How to Protect Your Business From BEC Attacks
BEC attacks can have devastating financial and reputational costs for businesses. As such, it is essential to take action to protect your organization from cyberattacks. The FBI, FDA, and USDA recommend that organizations adopt measures to help protect themselves from BEC attacks.
Some suggestions include the following:
Regularly Updating Software and Systems to Fix Known Vulnerabilities
Cybersecurity teams should regularly review and patch known vulnerabilities in their systems, as this can help to make it more difficult for malicious actors to gain access. Organizations should also deploy security solutions such as firewalls, antivirus software, and intrusion detection systems to monitor traffic and detect any malicious activity. Two-factor authentication (2FA) should also be enabled for all accounts to prevent unauthorized access.

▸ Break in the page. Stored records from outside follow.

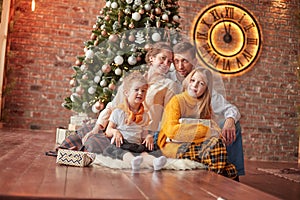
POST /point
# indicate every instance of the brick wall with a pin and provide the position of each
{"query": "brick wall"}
(43, 46)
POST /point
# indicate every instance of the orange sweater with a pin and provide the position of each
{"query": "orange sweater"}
(180, 106)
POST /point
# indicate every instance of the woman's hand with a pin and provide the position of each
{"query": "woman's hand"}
(228, 131)
(117, 138)
(95, 130)
(149, 142)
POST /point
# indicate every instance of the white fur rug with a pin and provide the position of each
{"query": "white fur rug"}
(174, 164)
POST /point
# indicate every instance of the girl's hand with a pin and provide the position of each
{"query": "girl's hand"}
(117, 138)
(95, 130)
(149, 142)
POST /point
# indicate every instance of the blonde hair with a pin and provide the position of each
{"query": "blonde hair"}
(205, 108)
(134, 76)
(156, 49)
(183, 47)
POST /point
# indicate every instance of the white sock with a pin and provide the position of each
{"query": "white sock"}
(159, 162)
(136, 162)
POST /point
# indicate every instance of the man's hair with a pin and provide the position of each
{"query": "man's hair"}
(134, 76)
(183, 47)
(156, 49)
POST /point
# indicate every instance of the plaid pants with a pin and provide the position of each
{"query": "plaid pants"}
(212, 153)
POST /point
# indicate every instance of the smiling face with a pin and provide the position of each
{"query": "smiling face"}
(136, 94)
(197, 85)
(183, 63)
(161, 62)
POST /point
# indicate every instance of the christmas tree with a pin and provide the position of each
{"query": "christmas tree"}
(120, 37)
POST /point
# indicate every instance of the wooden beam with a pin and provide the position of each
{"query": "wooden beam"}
(3, 41)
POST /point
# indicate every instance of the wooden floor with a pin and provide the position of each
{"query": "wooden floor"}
(26, 173)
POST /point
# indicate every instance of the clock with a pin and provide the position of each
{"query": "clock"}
(227, 37)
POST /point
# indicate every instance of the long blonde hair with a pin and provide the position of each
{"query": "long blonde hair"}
(205, 108)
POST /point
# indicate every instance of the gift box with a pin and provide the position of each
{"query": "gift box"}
(62, 133)
(78, 119)
(74, 158)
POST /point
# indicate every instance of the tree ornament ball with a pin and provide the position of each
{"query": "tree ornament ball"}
(112, 86)
(156, 37)
(85, 77)
(72, 82)
(79, 90)
(97, 79)
(93, 36)
(84, 67)
(118, 72)
(165, 17)
(94, 109)
(147, 7)
(85, 105)
(137, 2)
(103, 83)
(74, 96)
(99, 105)
(175, 18)
(106, 68)
(138, 58)
(141, 11)
(131, 25)
(108, 4)
(157, 11)
(131, 38)
(96, 42)
(114, 5)
(136, 16)
(104, 33)
(107, 18)
(89, 54)
(113, 38)
(78, 63)
(119, 60)
(132, 60)
(91, 90)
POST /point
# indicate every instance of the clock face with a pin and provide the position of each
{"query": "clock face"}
(227, 37)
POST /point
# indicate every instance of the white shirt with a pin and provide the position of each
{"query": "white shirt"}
(133, 132)
(221, 107)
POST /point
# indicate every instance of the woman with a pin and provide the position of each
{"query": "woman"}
(188, 131)
(161, 89)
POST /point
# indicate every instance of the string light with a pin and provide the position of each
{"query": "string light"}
(33, 5)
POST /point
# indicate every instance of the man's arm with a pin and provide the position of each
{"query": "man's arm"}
(228, 113)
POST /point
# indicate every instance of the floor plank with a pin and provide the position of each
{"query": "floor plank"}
(26, 172)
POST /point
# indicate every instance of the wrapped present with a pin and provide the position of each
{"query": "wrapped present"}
(78, 119)
(74, 158)
(205, 122)
(62, 133)
(73, 127)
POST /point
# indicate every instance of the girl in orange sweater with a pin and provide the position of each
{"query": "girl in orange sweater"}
(188, 131)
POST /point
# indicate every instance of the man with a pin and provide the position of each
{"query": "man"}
(227, 114)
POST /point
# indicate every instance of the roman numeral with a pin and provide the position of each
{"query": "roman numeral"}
(239, 63)
(203, 36)
(252, 41)
(205, 23)
(229, 12)
(247, 55)
(215, 14)
(226, 64)
(249, 26)
(214, 59)
(241, 19)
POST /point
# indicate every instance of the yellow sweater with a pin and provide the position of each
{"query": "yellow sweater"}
(181, 106)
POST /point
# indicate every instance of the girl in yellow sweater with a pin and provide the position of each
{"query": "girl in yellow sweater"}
(188, 131)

Educating Staff on Cybersecurity Best Practices
All personnel must know cybersecurity best practices and be trained to recognize potential scams or malicious emails. Companies should also implement policies such as requiring employees to use strong passwords and keeping them up-to-date. Organizations should also ensure that all employees know the importance of doing due diligence before completing a transaction.
Regularly Backing up Data
Organizations should also ensure that their data is regularly backed up to reduce the potential for data loss in the event of a successful attack. Regular backups should be stored offsite or in the cloud to prevent them from being affected if the system is compromised. Additionally, companies should have a response plan to identify and respond to any security incidents quickly. It is also essential that all personnel are aware of the incident response plan in case of an attack.
Implementing Multi-Factor Authentication (MFA)
Multi-factor authentication (MFA) should be implemented to require additional steps for users to gain access, such as a secondary form of authentication, such as a one-time code sent via text message or email. MFA also helps to prevent malicious actors from gaining access to accounts even if they have obtained the user’s password.
Additionally, organizations should implement additional security protocols such as strong passwords and regular password changes to ensure that accounts remain secure. Organizations should also consider implementing an identity and access management system that requires users to authenticate before granting access to sensitive systems or data.
Wrap Up
Business Email Compromise (BEC) attacks can devastate businesses’ financial and reputational costs. Organizations should protect themselves by adopting measures such as updating software and systems to fix known vulnerabilities, educating staff on cybersecurity best practices, regularly backing up data, and implementing multi-factor authentication (MFA).
By taking these measures, businesses can make it more difficult for malicious actors to gain access and reduce the chances of a successful attack. Strong security measures should be implemented with the help of experienced professionals to ensure that organizations are well-equipped to protect their data and systems in case of a BEC attack.